J'aime écrire en phrases banales, mais où les sentiments
exprimés se prolongent au-delà, si on leur donne la place
et le temps. Le travail du poète doit leur conférer cette
faculté d'écho, d'insolite que leur donne l'attention.
C'est comme ces collages dont certains artistes ont fait des tableaux.
Je cueille partout, et dans ma diversité, je cueille la vie,
comme le facteur Cheval bâtissait son château avec les pierres
" intéressantes " du chemin. Il faut rendre réalité
à la littérature. Les gens ont besoin de retrouver dans
l'art des choses de la vie qui est la leur, d'y redécouvrir de
la passion, du plaisir, de la foi, de comprendre qu'ils ont raison de
vivre, qu'ils ne sont pas stupides, comme cet excès de bizarre,
de sordide, de démentiel, qu'on leur montre peut les induire
à le croire. On a trop servi de viandes faisandées, de
ces vèneries purulentes dont sont morts les ordres nobiliaires.
Le monde crève d'indifférence, d'impoésie, de dégoût.
Le poète, parmi d'autres, peut être sauveur s'il redonne
saveur à la vie. Il est plus urgent d'offrir aux gens des raisons
que des moyens de vivre. "
Le sourire d'Icare
Pour redonner saveur à
la vie, il s'y entend, Norge. Je n'en veux pour preuve que la façon
dont il fait sourire Icare. Traditionnellement, la chute d'Icare aux
ailes de cire qui fondent parce qu'il va trop près du soleil,
représente le symbole de l'orgueil ou de la démesure (l'hybris
grec) : en quelque sorte, c'est l'homme qui veut péter plus haut
que le trou de son cul
mais Norge ne le voit pas de cette façon.
Pas de moquerie, dans Le sourire d'Icare, recueil qu'il a publié
en 1936 et où, comme Norge est toujours double, le premier poème
du recueil s'intitule " Souffrance d'Icare ". Icare sourit
quand il tombe du ciel, et les autres discutent pour savoir de quel
sourire il s'agit, " d'avoir si follement défié Dieu
", " ou de l'avoir adoré de si près ".
Mais quelqu'un dit encore : " Cher compagnon, c'est le même
sourire. "
Et le recueil se termine sur ce quatrain :
" Aux hommes lents
et distraits
Penchés sur leur trouble empire,
Il est donné pour secret
Le message d'un sourire. " |
Autre allusion à
ce secret dans Les oignons, avec le poème intitulé "

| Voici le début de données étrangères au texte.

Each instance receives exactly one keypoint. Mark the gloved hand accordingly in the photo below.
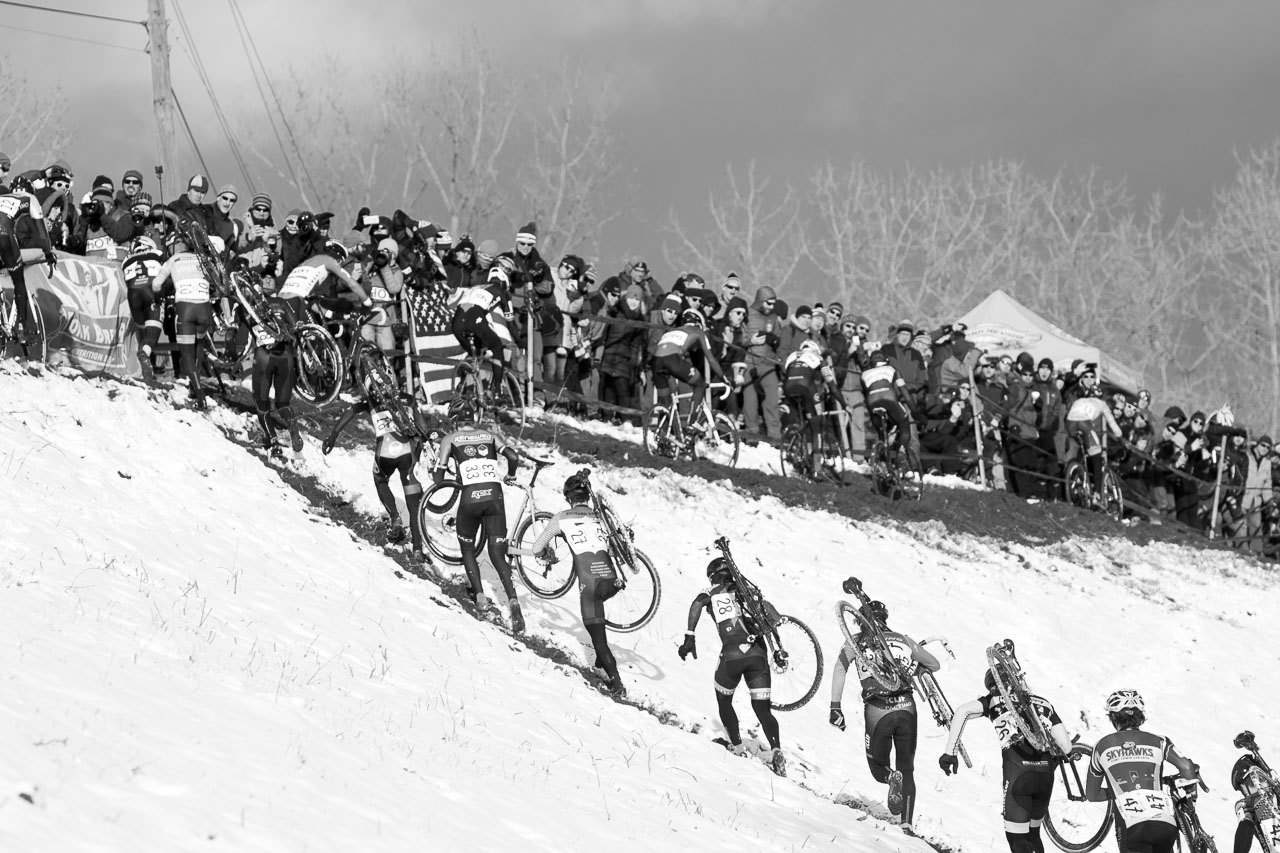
(836, 717)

L'honneur " : " Les ailes d'Icare n'ont pas tenu. Les ailes
de Dédale ont très bien tenu. Et c'est Icare qui a tout
l'honneur. Vous comprenez ça, vous ? Moi, je comprends, mais
je n'aime guère en parler. " Icare a essayé d'atteindre
le ciel, et sa chute en est devenue douce, car s'il n'a pas trouvé
réponse à sa quête d'absolu, il a montré
avec passion qu'il voulait cette réponse. C'est moins la réponse
qui compte que le fait même de poser la question.

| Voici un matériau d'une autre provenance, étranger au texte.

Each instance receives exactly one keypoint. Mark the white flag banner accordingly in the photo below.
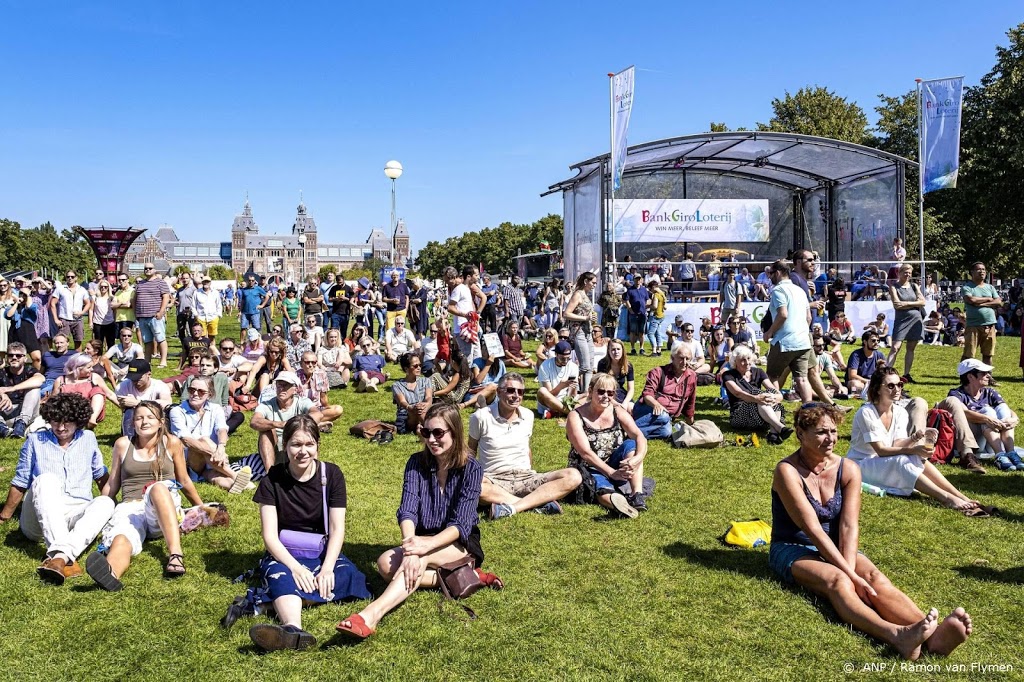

Dans l'entretien qu'il donna pour l'émission Océaniques,
Norge rappelle sa passion pour la cathédrale d'Amiens et en particulier
pour le sourire de son ange. L'ange, dit-il est une forme supérieure
de l'homme, cet homme dont il écrit qu'il " lui trouve un
goût bizarre " dans Le Gros gibier. Des mouches aux anges
en passant par Icare, on retrouve ainsi chez Norge une sorte d'aspiration
aux cieux, qui ne se prend pas au sérieux. Le désir d'absolu,
la quête d'un monde idéal, c'est trop ambitieux pour l'homme,
mais en transformant le désir en amour, on peut obtenir une sage
adhésion au monde, sans exiger de lui plus que ce qu'il peut
donner : " Le monde est beau/ Si tu l'aimes " (La langue verte,
" Chandelle ").
La
langue verte
C'est pourquoi la petite
musique de Norge n'est pas une réponse métaphysique, mais
une attitude, double souvent elle aussi : d'un côté on
prend ses distances avec le monde, puisqu'il génère angoisse
et amertume, de l'autre on y adhère profondément. Il s'agit
de dévorer pour ne pas être dévoré. Et Norge
" dévore " le monde dans son intégralité
par son langage et sa langue si vivante, " la langue verte ".
En multipliant les trouvailles insolites, en donnant à voir le
monde par le petit bout de la lorgnette, sa " chanson bonne à
mâcher, dure à la dent et douce au cur " entraîne
le lecteur à l'étonnement, à la surprise, au sourire.
Ni romantique (jamais d'attendrissement sur soi ni de grandiloquence),
ni surréaliste (il déteste les dogmes et parle de "
toutes les imbécillités du surréalisme "),
ni lyrique (" et surtout n'allez pas trop croire à ma détresse
" dans Poèmes incertains, " Printemps "), Norge
est d'abord du côté de la vie. On pourrait le voir en moraliste,
en humaniste si ces mots-là ne recouvraient souvent une réalité
un peu ennuyeuse, voire prétentieuse, ce qui est loin d'être
le cas des textes de Norge ; son uvre est peut-être tout
simplement une leçon de courage et d'optimisme, comme il le dit
lui-même :
" Je ne me suis pas construit une philosophie, mais ma poésie
d'humeur lance un défi à l'inconnu et au Dieu (s'il existe)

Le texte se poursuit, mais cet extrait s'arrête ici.